At first it is all very calm and mellow as families arrive and jockey for position on the long wooden benches. Renne of course has arrive early and staked our claim in a prime position.The barbecue fires are lit and the smell of woodsmoke starts to scent the air as the sun goes down. It is like a scene from Jean de Florette! After an hour or so of chit chat the real business begins and food is served. The menu is always the same and always delicious. We begin with salty crisps and ice cold kir made from blackcurrant liqueur and local white wine, this give the perfect balance of salty and tangy sweetness to pique your appetite for the starter of juicy sweet Quercy melon and salty smoky meaty local ham. As this arrives the wine begins to flow and it just keeps coming, rich ruby red in ill assorted and unmarked bottles filled from a huge barrel. By now the full complement of Lafons and friend has arrived and we have been hugged half to death. Everyone has their Laguiole pocket knives out ready to do battle with the food.
Now the highlight of the evening arrives, the aligot, a fabulous smooth puree of buttery potatoes and melted mountain cheese with a hint of garlic. The better the aligot the more it stretches because the stretchiness depends on the quality and quantity of cheese. Our aligot was very stretchy and they lifted it up high with a special paddle just to prove it. The aligot is served by a chain of willing volunteers and is accompanied by wonderful meaty grilled sausage and more wine. Of course there is also unlimited country bread and at this stage you start to think that you'll never eat anything again. By now the tidiness of the tables has also started to disintegrate somewhat, with crusts, the odd melon rind, sundry serviettes etc all over the place.

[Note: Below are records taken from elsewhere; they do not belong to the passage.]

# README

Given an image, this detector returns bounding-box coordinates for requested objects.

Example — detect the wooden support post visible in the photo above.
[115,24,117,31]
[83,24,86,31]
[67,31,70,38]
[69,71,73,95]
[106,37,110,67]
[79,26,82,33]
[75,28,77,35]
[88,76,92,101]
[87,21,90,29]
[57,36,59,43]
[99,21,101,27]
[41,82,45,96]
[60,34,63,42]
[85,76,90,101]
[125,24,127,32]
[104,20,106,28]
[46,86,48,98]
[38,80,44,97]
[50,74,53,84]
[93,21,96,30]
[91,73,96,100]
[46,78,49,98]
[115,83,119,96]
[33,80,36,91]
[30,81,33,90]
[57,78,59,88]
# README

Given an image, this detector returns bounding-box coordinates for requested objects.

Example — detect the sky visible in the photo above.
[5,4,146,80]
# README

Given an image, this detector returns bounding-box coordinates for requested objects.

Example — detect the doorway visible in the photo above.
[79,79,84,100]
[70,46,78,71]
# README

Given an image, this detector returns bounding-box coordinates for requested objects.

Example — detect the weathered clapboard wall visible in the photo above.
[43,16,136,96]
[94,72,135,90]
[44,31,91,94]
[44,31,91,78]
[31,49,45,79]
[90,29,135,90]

But...We have not finished yet, a wonderful aroma of barbecued meat heralds the arrival of grilled lamb raised out here on the hills and tasting of wood smoke and the wild grasses and herbs that formed its diet. It is mouth watering. Bones fly in all directions as the last morsels of meat are sought out. By now the tables are a scene of carnage and the arrival of ice cream cones and coffee add the the melee. The once tidy table tops have disintegrated into a total mess.
Now the real fun begins as the music starts up. One of the things that I love about St Igne is that they always play traditional French music first and everyone joins in with folk dances, and waltzes and surprisingly perhaps tangos and paso dobles, although we are only a short distance from the Spanish border. Grandads dance with grand daughters and the young learn the traditional dances from the old. Even John and I have been known to indulge in the odd waltz, sometimes very odd, depending on the amount of wine consumed! All around is laughter and fun and the sight and sound of people really letting their hair down. One man staggers drunkenly towards the bushes for a pee, only just managing to co-ordinate his legs to overcome the obstacle of the gate into the field. This causes much hilarity.
Eventually the traditional songs give way to disco music and people begin to drift away about 1am. It is a magical time and I am going to post some photos and video clips separately so you can share a little of the magic.